For instance, in 1993 the average out-of-pocket cost for Australians was $6.41. This increased to $12.46 in 2003 and to $28.58 in 2013. By 2018, the cost had risen to $36.50.

 

Source: The Department of Health

 

So costs have definitely been going up for patients. But how has this impacted how often patients visit their doctor?

How often are patients visiting their GP?

 

Despite rising consultation costs, there has actually been a small increase in the number of patients visiting GPs. This is evident in the table below, which shows the percentage of Australia’s population (over 15 years of age) who visited a GP in the past 12 months from 2009 to 2018. Attendance rose from 81% in 2009 to 84% in 2018.

 

Source: Australian Bureau of Statistics

 

This begs the question: is the number of patients delaying seeing a doctor because of cost really such a new problem?

After all, despite a recession and a Medicare freeze occurring in the past decade, the percentage of people visiting their GP has slowly continued to rise.

But perhaps this has nothing to do with cost? After all, one reason to explain this increase in doctor visits could be that the number of over 65 year olds is also steadily increasing.

For instance, according to the AIHW, in 2017, there were 3.8 million Australians aged 65 and over (comprising 15% of the total population) an increase from 1.3 million (9%) in 1977. By 2057, it is projected there will be 8.8 million people (22%) aged 65 and over, and by 2097, 12.8 million people (25%) aged 65 and over.

Because of this, it makes it difficult to gauge whether people are actually more likely to put off seeing their doctor because of cost solely by looking at the above table.

The good news is that since 2010, the Australian Bureau of Statistics has been asking Australians directly whether they have delayed seeing a doctor because of cost in the past 12 months. These results are displayed in the table below.

 

Source: Australian Bureau of Statistics

 

Interestingly, over the past decade, the numbers have improved enormously. Between 2011 and 2018, the percentage of people who delayed seeing, or did not see, a GP because of cost dropped by half, from 8% to 4%. 

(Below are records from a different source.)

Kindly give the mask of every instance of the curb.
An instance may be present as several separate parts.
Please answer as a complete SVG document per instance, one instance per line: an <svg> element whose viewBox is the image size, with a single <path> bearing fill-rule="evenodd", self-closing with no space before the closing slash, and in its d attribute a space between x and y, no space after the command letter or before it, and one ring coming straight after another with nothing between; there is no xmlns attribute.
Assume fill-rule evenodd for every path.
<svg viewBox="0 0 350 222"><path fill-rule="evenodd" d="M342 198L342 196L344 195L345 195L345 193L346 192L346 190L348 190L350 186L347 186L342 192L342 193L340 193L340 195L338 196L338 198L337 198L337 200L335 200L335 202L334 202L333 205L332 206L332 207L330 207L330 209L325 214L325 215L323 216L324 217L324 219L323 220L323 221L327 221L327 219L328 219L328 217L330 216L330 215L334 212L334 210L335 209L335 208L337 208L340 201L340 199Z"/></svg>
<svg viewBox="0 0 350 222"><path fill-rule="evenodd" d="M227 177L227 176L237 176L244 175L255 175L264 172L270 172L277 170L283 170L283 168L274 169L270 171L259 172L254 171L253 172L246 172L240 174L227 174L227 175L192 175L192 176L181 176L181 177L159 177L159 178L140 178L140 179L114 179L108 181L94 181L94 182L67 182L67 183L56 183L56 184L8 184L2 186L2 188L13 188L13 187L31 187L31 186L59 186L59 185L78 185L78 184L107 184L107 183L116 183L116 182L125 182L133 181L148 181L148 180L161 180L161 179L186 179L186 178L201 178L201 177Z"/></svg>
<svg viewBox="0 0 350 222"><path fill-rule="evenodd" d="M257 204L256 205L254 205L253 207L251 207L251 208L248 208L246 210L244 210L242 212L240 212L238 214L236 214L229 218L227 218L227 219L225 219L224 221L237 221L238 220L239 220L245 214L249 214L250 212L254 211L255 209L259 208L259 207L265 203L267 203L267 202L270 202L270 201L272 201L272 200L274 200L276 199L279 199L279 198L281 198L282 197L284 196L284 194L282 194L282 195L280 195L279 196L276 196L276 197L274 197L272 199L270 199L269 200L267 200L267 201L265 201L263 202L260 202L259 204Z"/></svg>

This makes it abundantly clear that despite rising out-of-pocket costs, less Australians are feeling the pinch of cost than any time in the past decade.

How is cost effecting patient visits to Medical Specialists?

 

Similarly to GPs, there’s been a general increase in patient attendance for Medical Specialists since 2010 despite rising costs. The graph below shows this general trend up.

 

Source: Australian Bureau of Statistics

 

There has also been a slight decrease in the number of people delaying or avoiding a Medical Specialist appointment due to cost over the past decade. Although, it’s worth noting that the numbers have been relatively stable since 2011 when in one year there was a steep drop from 12% to 8%. Since then the percentage has been hovering around the 8% mark.

 

Source: Australian Bureau of Statistics

Summary

 

RACGP president Dr. Harry Nespolon recently called on the Government to take a more vested interest in the preventative care delivered by GPs.

He shared, Governments need to understand that when it comes to healthcare, keeping people productive and healthy doesn’t happen within hospitals, it happens, every day, in the consultation rooms of local general practices.”

But, while Dr. Nespolen’s sentiments are well founded, we have to recognise that this problem of patients delaying doctor visits due to cost has been around for some time. After all, when we look at the numbers, we actually see that despite average consultation costs increasing, patients are visiting GPs in record numbers.

Still, this doesn’t take away from the fact that over a million Australians are delaying or putting off consultations due entirely to economic reasons. This really is the concern figures like Dr. Nespolen and Leanne Wells are pointing to.

While the recent Medicare freeze lift is a step in the right direction, more work needs to be done in order to identify and solve challenges within the current system so not just most Australians, but all Australians, can access quality healthcare.